Here's a dandy's hand. Maybe it's a deaf dandy's hand because it looks like it's executing sign language. I wonder if sign language poses could be helpful for drawing funny hands?

I love this hand because it suggests a whole set of mannerisms and a character to go with it.


Sometimes interesting hands require interesting, quirky arms like the ones on this Ted Geisel drawing (above). It's great how a single hand can suggest the way a whole character should be drawn. That's because the hand was non-standard. Drawing standard body parts dulls the imagination.


Sunday, July 16, 2006

HANDS HAVE A LIFE OF THEIR OWN

I love to draw hands. That's because hands have a life of their own.

Hands are pretty good at revealing what their owner really thinks. A face may listen to a boring speaker with what looks like rapt attention but way down below the hands are playing with keys or tapping on the table.

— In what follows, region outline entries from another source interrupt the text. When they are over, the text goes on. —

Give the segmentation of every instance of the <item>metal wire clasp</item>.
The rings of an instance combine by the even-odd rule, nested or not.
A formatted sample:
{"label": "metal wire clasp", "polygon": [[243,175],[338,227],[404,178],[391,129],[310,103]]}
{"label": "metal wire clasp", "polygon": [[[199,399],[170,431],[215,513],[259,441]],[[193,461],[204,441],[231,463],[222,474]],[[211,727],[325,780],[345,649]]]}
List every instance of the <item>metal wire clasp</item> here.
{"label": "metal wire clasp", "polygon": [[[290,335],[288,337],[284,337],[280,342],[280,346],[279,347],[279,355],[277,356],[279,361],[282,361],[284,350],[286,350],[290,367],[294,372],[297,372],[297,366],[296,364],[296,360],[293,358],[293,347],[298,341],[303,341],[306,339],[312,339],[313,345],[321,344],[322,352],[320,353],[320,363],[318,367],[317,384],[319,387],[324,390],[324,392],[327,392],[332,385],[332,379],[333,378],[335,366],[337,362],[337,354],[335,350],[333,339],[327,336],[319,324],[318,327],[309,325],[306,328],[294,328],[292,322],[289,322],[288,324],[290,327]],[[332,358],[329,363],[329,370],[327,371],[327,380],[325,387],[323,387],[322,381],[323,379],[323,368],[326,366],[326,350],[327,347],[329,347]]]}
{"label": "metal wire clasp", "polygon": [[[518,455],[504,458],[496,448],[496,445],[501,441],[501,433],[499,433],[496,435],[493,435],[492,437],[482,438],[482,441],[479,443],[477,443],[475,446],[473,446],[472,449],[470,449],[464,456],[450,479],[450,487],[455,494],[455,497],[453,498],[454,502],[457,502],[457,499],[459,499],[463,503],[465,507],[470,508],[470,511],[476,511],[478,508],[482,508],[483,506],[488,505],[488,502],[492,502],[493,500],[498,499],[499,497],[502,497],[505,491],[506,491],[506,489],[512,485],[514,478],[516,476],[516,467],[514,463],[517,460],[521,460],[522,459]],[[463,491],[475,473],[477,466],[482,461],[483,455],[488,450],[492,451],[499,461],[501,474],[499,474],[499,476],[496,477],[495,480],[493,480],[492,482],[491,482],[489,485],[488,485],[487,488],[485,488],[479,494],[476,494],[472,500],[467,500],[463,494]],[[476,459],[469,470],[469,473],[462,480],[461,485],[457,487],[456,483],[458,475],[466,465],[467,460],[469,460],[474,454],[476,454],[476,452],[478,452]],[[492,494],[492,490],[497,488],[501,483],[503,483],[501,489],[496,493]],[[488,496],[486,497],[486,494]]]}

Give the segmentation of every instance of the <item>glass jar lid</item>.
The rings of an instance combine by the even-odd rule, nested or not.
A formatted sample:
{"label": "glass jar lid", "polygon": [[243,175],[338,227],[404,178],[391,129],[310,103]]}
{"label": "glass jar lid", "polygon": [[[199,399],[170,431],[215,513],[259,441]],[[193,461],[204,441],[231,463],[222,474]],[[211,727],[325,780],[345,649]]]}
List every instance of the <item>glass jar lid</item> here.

Sometimes the hands are more than just magnifiers of their owner's true feelings. Sometimes they have feelings of their own. Hands may be macho, gay, happy, sad, lecherous or virginal, even if their owner possesses none of these qualities (these thoughts cry out for drawings to illustrate them. Sorry, I didn't plan this post very well). I'd love to do a short, pencil-test film of an extreme version of this idea where a guy's hands, acting completely on their own, grope the people around him and get him into trouble.

Here's a drawing where the excitable hand is frightened and clings to the face, which is only mildly disturbed. At least that's what I had in mind when I drew it. The understory about the excitable hand is sometimes for the artist only. Sometimes you want the understory to be so subtle that the audience isn't even aware of it.
Most stories don't lend themselves to this hand theory and those I board the normal way, as above. Even so, it still works for the occassional scene. I'll try to find some examples.